Role of autophagy in accumulation proteinopathies and dysfunctional mitochondria in ADRDs: Defects in autophagy and mitophagy, in large part, contribute to the accumulation of misfolded proteins and dysfunctional/toxic mitochondria in ADRDs. Our focus here is in the novel non-canonical role of SSH1 in the negative regulation of the autophagy cargo protein SQSTM-1/p62, an activity recently identified by the Kang lab. This SSH1 activity positively regulates tauopathy. We are also in the process of identifying and characterizing small molecule SSH1 inhibitors for potential therapeutic application.

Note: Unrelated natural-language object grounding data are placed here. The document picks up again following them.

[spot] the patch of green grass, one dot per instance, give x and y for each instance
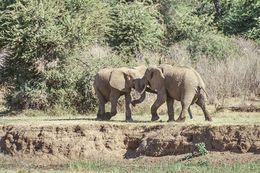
(103, 166)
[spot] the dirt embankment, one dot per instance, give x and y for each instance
(125, 141)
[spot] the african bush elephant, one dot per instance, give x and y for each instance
(111, 83)
(171, 83)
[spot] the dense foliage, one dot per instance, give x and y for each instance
(56, 47)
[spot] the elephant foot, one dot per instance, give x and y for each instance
(180, 119)
(170, 120)
(129, 120)
(133, 103)
(208, 119)
(155, 117)
(107, 116)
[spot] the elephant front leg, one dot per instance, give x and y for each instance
(170, 108)
(101, 112)
(114, 96)
(161, 98)
(182, 116)
(128, 116)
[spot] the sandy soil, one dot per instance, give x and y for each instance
(55, 144)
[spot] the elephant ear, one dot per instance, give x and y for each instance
(156, 79)
(119, 80)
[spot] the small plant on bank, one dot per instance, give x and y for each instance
(201, 147)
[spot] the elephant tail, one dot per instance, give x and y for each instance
(204, 91)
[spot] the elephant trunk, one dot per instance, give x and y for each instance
(140, 100)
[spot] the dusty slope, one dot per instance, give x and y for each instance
(61, 142)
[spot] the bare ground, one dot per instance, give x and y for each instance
(56, 144)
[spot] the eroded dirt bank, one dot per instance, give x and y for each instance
(125, 141)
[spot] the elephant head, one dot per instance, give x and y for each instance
(122, 79)
(152, 81)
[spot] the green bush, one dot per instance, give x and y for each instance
(241, 17)
(135, 27)
(46, 38)
(191, 25)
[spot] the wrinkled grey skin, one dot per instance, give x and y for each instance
(111, 83)
(181, 83)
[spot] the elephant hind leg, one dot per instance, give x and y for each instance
(201, 103)
(161, 98)
(186, 101)
(114, 96)
(101, 107)
(170, 108)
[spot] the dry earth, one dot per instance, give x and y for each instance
(49, 144)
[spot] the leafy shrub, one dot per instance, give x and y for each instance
(135, 27)
(191, 27)
(241, 17)
(45, 38)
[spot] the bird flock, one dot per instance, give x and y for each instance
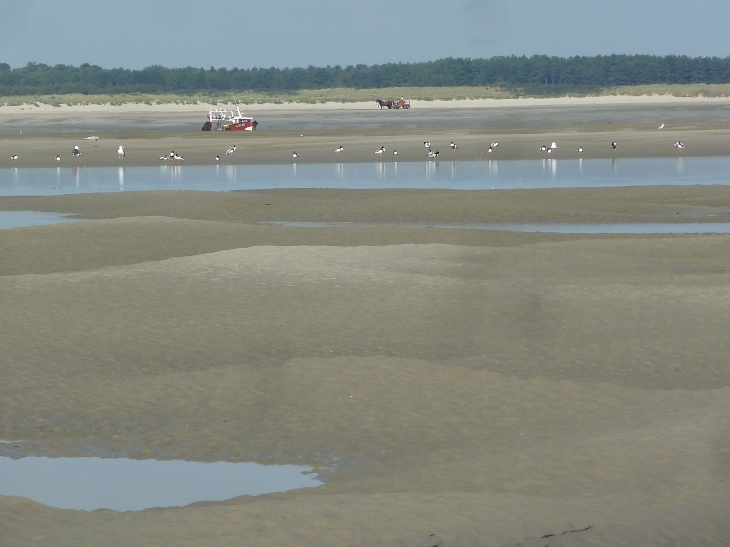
(431, 154)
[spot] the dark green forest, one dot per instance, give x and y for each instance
(600, 71)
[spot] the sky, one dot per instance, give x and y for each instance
(288, 33)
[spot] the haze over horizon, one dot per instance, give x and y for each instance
(283, 33)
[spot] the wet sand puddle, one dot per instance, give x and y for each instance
(467, 175)
(122, 484)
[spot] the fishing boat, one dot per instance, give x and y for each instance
(228, 120)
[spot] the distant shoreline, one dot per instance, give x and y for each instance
(38, 108)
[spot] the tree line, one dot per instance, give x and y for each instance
(598, 71)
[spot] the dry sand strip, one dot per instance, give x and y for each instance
(557, 393)
(277, 147)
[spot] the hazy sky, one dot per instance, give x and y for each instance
(288, 33)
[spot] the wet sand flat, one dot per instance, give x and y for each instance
(454, 387)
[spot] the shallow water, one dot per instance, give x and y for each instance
(619, 228)
(467, 175)
(21, 219)
(131, 485)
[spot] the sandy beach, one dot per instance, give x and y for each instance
(476, 388)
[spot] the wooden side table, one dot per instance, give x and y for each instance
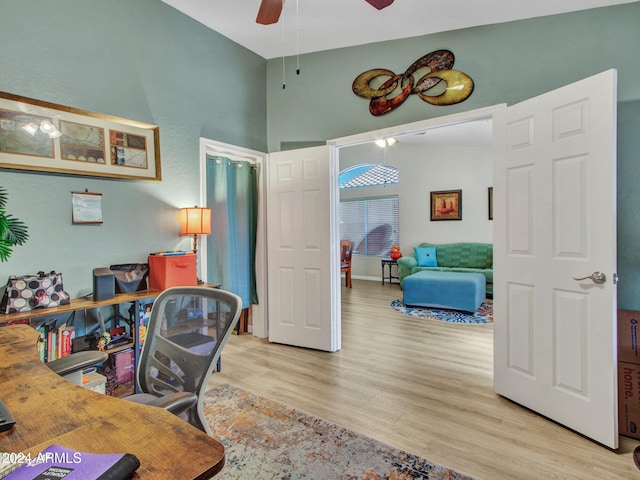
(390, 263)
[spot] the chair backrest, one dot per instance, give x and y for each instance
(346, 250)
(187, 330)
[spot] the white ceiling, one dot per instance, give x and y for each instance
(317, 25)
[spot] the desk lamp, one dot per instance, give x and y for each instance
(195, 221)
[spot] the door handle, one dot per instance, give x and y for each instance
(596, 277)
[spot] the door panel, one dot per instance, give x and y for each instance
(554, 191)
(299, 250)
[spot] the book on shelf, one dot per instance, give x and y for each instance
(55, 341)
(63, 463)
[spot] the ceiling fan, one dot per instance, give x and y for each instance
(270, 10)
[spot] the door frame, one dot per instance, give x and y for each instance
(259, 320)
(485, 113)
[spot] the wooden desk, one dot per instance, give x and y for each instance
(79, 304)
(50, 410)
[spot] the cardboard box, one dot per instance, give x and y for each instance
(629, 399)
(628, 329)
(94, 381)
(172, 271)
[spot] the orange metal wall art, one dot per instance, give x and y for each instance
(437, 83)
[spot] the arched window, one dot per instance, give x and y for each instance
(371, 223)
(368, 176)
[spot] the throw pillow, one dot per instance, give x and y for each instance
(426, 256)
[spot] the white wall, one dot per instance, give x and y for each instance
(423, 169)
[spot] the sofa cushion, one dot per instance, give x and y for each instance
(426, 256)
(463, 254)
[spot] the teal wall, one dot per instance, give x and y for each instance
(508, 62)
(140, 60)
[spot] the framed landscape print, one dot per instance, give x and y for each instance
(446, 205)
(42, 136)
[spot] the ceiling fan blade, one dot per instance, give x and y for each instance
(379, 4)
(270, 11)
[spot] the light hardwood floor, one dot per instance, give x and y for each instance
(424, 386)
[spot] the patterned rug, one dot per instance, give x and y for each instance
(484, 314)
(264, 439)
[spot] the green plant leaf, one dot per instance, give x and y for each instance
(16, 232)
(5, 251)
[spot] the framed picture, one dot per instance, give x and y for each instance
(86, 207)
(446, 205)
(45, 137)
(490, 203)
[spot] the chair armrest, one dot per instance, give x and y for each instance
(176, 403)
(77, 361)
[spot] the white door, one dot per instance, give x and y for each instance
(300, 270)
(554, 196)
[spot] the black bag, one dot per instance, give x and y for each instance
(130, 277)
(29, 292)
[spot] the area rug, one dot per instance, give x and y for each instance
(264, 439)
(484, 314)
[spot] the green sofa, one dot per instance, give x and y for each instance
(453, 257)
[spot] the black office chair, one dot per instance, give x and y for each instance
(187, 330)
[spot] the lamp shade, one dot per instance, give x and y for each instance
(195, 221)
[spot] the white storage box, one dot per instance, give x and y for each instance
(95, 381)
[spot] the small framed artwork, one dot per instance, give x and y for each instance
(490, 203)
(446, 205)
(86, 208)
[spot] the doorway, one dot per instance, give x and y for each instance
(464, 138)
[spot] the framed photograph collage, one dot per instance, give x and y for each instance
(42, 136)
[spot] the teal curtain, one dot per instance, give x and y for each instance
(232, 195)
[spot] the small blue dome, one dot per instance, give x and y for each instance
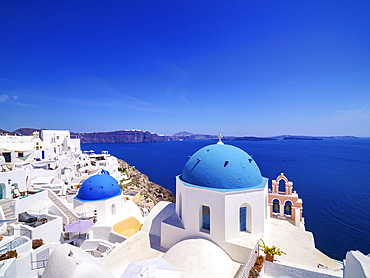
(222, 167)
(99, 187)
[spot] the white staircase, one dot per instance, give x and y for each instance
(72, 217)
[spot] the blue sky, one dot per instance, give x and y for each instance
(243, 68)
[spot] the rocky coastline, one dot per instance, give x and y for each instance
(141, 181)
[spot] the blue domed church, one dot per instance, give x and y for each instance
(220, 196)
(103, 191)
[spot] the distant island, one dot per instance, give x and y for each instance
(139, 136)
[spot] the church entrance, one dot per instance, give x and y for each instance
(276, 206)
(288, 208)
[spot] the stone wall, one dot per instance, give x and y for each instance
(156, 192)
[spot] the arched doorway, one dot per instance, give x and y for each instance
(206, 218)
(288, 208)
(180, 205)
(2, 191)
(282, 185)
(276, 206)
(245, 218)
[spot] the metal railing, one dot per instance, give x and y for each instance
(244, 270)
(42, 264)
(10, 245)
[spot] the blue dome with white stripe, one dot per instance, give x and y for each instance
(222, 167)
(99, 187)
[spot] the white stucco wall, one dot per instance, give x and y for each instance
(357, 265)
(11, 177)
(224, 217)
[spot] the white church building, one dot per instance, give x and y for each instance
(220, 196)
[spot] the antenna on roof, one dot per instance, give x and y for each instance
(219, 140)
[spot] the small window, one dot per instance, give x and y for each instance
(243, 219)
(206, 218)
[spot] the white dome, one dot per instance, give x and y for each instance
(200, 258)
(73, 262)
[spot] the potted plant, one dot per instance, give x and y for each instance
(37, 243)
(271, 251)
(259, 262)
(254, 272)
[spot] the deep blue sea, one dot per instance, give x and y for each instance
(331, 176)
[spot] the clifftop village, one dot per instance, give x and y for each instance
(71, 213)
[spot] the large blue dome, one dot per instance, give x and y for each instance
(222, 167)
(99, 187)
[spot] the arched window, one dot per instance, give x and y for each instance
(288, 208)
(282, 185)
(206, 218)
(276, 206)
(180, 205)
(243, 219)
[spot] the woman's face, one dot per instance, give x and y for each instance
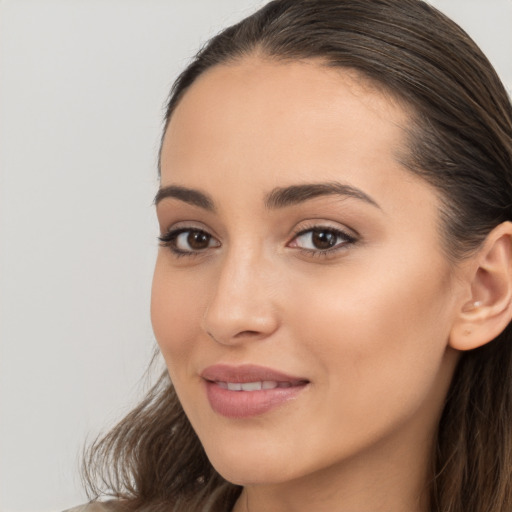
(301, 298)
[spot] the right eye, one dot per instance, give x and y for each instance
(188, 241)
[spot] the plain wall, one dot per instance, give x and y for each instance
(82, 89)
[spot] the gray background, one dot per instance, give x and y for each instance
(83, 84)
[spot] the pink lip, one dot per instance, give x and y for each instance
(243, 404)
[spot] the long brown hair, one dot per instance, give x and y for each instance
(460, 141)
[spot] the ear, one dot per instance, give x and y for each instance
(486, 307)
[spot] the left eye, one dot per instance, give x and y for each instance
(188, 241)
(321, 239)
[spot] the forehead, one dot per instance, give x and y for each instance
(268, 123)
(259, 102)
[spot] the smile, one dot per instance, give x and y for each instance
(248, 390)
(253, 386)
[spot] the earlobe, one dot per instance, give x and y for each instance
(487, 308)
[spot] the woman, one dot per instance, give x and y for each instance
(332, 294)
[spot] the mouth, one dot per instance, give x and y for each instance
(248, 390)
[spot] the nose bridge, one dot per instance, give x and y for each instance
(241, 305)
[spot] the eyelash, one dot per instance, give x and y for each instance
(170, 238)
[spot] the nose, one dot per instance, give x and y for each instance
(242, 306)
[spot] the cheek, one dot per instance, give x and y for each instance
(177, 307)
(379, 337)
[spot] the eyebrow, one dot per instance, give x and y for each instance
(187, 195)
(278, 198)
(295, 194)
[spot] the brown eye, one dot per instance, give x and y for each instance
(198, 240)
(321, 239)
(188, 241)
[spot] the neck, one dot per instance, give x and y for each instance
(392, 476)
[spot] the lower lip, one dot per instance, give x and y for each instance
(244, 404)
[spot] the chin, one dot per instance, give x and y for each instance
(252, 467)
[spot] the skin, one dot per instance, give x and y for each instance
(367, 323)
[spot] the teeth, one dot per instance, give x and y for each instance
(252, 386)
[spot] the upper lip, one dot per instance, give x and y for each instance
(247, 373)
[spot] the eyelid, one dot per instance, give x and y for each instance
(347, 235)
(169, 239)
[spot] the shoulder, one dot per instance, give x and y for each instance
(96, 506)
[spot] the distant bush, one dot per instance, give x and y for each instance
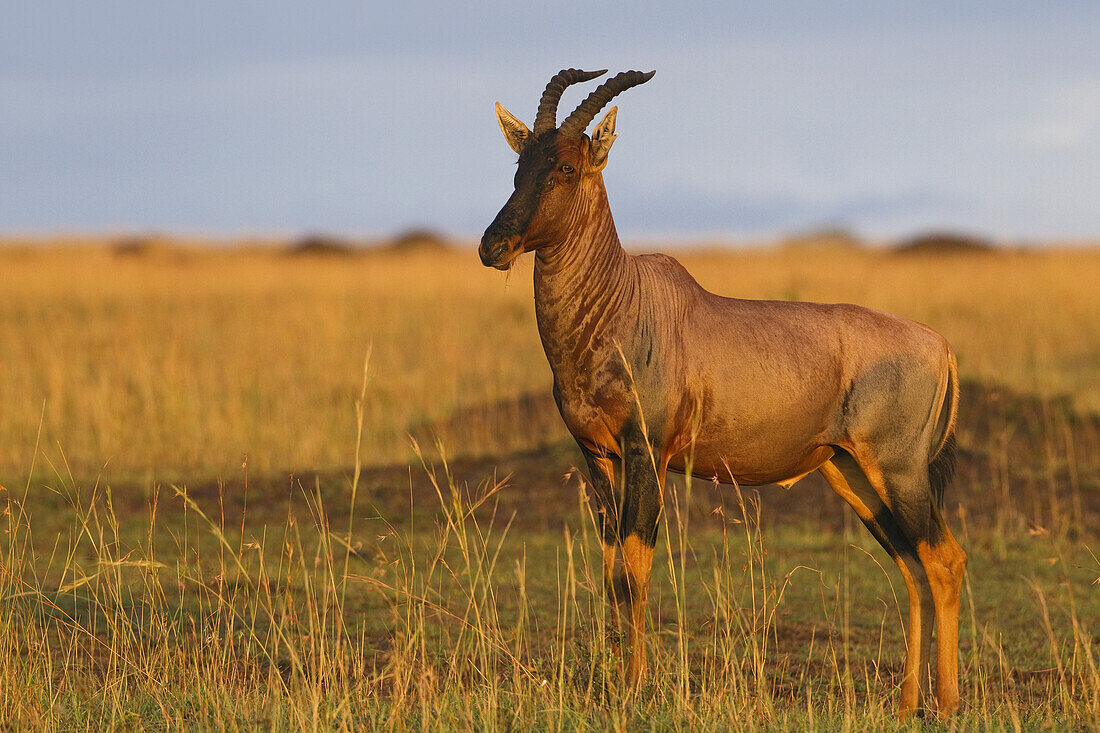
(945, 242)
(133, 245)
(322, 245)
(418, 240)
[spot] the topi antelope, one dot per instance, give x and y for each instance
(653, 373)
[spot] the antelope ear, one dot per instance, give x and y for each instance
(514, 131)
(603, 138)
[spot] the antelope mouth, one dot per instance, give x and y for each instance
(499, 254)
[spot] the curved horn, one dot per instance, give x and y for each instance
(547, 118)
(574, 124)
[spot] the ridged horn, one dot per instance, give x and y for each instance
(547, 118)
(574, 124)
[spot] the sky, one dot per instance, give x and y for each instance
(364, 119)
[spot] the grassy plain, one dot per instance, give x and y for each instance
(211, 521)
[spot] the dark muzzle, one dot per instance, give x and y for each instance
(498, 252)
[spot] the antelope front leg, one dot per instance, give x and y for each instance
(641, 510)
(602, 472)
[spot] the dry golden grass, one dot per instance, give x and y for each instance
(383, 600)
(178, 361)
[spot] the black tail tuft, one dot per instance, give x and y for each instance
(942, 468)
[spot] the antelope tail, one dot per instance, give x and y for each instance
(942, 465)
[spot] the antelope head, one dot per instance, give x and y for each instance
(554, 163)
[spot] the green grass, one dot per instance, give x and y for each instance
(444, 608)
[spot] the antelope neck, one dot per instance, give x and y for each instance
(583, 282)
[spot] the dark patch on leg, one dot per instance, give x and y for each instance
(942, 468)
(846, 404)
(620, 588)
(641, 493)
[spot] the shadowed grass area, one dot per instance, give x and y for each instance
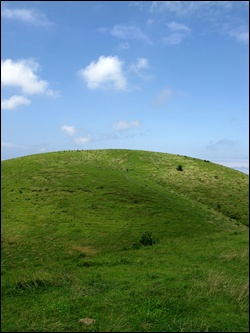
(72, 230)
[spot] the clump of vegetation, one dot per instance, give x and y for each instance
(179, 168)
(147, 239)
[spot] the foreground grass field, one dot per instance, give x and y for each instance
(71, 254)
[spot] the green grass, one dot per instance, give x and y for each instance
(71, 228)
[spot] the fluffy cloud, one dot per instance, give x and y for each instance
(22, 74)
(177, 31)
(82, 140)
(129, 32)
(105, 73)
(125, 125)
(69, 130)
(13, 102)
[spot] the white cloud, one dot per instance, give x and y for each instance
(124, 46)
(129, 32)
(13, 102)
(163, 96)
(177, 31)
(182, 8)
(70, 130)
(82, 140)
(22, 74)
(30, 16)
(105, 73)
(178, 26)
(141, 63)
(125, 125)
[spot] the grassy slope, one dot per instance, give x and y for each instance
(70, 222)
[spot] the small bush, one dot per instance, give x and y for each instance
(147, 239)
(179, 168)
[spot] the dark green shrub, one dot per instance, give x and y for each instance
(147, 239)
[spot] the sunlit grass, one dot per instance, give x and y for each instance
(71, 229)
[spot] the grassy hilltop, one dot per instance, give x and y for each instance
(123, 241)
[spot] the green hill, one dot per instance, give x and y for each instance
(76, 233)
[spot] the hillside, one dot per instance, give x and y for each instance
(72, 223)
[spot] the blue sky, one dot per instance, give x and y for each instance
(165, 76)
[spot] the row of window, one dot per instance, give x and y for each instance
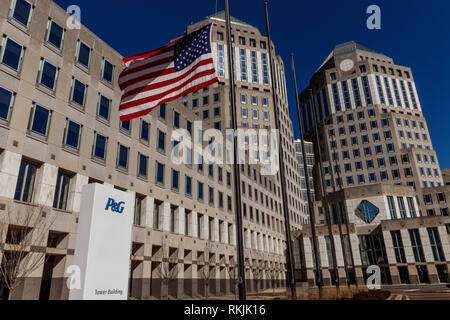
(242, 40)
(417, 247)
(12, 52)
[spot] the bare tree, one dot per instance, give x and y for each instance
(21, 230)
(206, 272)
(168, 270)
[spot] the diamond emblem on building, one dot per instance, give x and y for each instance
(366, 211)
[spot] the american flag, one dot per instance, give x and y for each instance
(165, 74)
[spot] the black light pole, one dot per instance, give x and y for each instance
(289, 252)
(308, 188)
(236, 172)
(324, 191)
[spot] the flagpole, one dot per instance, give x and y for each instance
(289, 253)
(308, 188)
(236, 172)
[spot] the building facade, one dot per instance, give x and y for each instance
(60, 130)
(385, 188)
(310, 164)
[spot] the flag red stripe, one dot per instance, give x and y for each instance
(141, 113)
(159, 96)
(152, 63)
(149, 53)
(163, 83)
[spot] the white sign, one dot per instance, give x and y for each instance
(103, 244)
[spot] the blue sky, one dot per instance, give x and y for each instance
(415, 33)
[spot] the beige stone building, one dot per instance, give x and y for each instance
(60, 130)
(386, 191)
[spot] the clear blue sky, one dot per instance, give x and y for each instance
(415, 33)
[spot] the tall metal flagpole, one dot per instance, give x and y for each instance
(308, 189)
(324, 192)
(289, 253)
(236, 172)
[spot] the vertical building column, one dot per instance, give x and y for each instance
(77, 183)
(225, 232)
(357, 258)
(323, 251)
(233, 235)
(193, 224)
(133, 196)
(165, 216)
(432, 271)
(339, 251)
(445, 242)
(179, 221)
(413, 276)
(389, 245)
(45, 185)
(216, 230)
(149, 204)
(426, 245)
(205, 227)
(260, 242)
(9, 170)
(247, 240)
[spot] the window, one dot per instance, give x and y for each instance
(142, 166)
(159, 172)
(367, 90)
(84, 54)
(6, 104)
(12, 54)
(144, 132)
(398, 246)
(254, 67)
(104, 106)
(416, 245)
(99, 147)
(243, 56)
(436, 245)
(176, 119)
(122, 156)
(25, 181)
(200, 190)
(175, 179)
(55, 34)
(401, 207)
(61, 191)
(72, 135)
(47, 75)
(162, 111)
(161, 140)
(108, 71)
(188, 186)
(412, 210)
(125, 126)
(392, 207)
(22, 12)
(78, 92)
(39, 121)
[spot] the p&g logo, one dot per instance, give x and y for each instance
(115, 206)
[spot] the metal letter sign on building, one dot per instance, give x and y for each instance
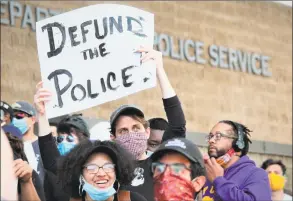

CHCHD10-mediated proteinopathy and mitochondrial dysfunction in ADRDs: More than 30 mutations in the gene coding for the mitochondrial protein CHCHD10 are associated with familial and sporadic FTD-ALS spectrum disorders. Utilizing transgenic mice expressing wild type or mutant versions of CHCHD10 generated by the Kang lab, we are characterizing novel pathological signatures of CHCHD10 dysfunction and determining CHCHD10-mediated mechanisms underlying proteinopathy buildup and neurodegeneration in ADRDs.
Deubiquitinases (DUBs) in in tau and TDP-43 pathogenesis: Based on unbiased siRNA screens, the Kang lab has identified pathologically relevant DUBs playing significant roles in both tau and TDP-43 pathogenesis. Utilizing knockout animal models, cell biology, and proteomics, ongoing work aims to unveil mechanisms by which specific DUBs contribute to the pathogenesis of ADRDs. We are also interested in identifying small molecule inhibitors of specific DUBs for potential therapeutic application.
Exosomes as ADRD biomarkers and agents of neurodegeneration: The Kang lab has embarked on the study of extracellular vesicles (i.e. exosomes) as ADRD biomarkers and agents of neurodegeneration. We are profiling and validating the changes in proteome of extracellular exosomes in response to AD pathogenic drivers (i.e. Abeta & tau). One of the goals is to identify a panel of brain-derived exosome biomarkers in blood plasma that could be used for early detection of different ADRDs.